Introduction The maternity department in Mulago Hospital, Kampala delivers >30 000 women with extremely limited staffing and resources. There is a high maternal mortality, often the result of late detection of critically ill women. Exchange visits between clinicians from Liverpool Women's Hospital and Mulago highlighted the benefit of a dedicated area to manage high risk patients and plans for an high dependency unit (HDU) were initiated. The HDU opened in October 2010 with funding from the Tropical Health Education Trust. Its main advantage is the low patient to staff ratio (maximum six patients to one midwife) which enables the sickest patients to be monitored regularly so that deterioration is recognised before it becomes irreversible.

Methods To evaluate the impact of the HDU over the first 7 weeks, observed maternal mortality figures during that time were compared with expected mortality using most recently available data.

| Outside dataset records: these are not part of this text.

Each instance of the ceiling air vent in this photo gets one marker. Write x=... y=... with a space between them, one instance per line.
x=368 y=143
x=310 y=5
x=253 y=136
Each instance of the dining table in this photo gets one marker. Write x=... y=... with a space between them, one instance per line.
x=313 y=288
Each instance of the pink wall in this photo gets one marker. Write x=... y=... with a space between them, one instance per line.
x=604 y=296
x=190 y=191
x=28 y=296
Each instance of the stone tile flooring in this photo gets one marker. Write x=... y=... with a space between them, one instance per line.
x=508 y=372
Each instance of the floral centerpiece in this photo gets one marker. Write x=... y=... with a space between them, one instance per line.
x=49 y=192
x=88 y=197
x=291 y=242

Results In 2009 there were 186 deaths among 33 000 women delivered. In the first 7 weeks (=0.135 of a year) that the unit has been opened there have been two deaths for an estimated 4442 deliveries (0.135×33 000), expected deaths were 22 (0.135×33 000) (p=0.0001 χ2 test)

Conclusions Early indications are that the introduction of an HDU in a low resource setting can have a significant impact on maternal mortality. In this setting the most important factor is the improved staff to patient ratio.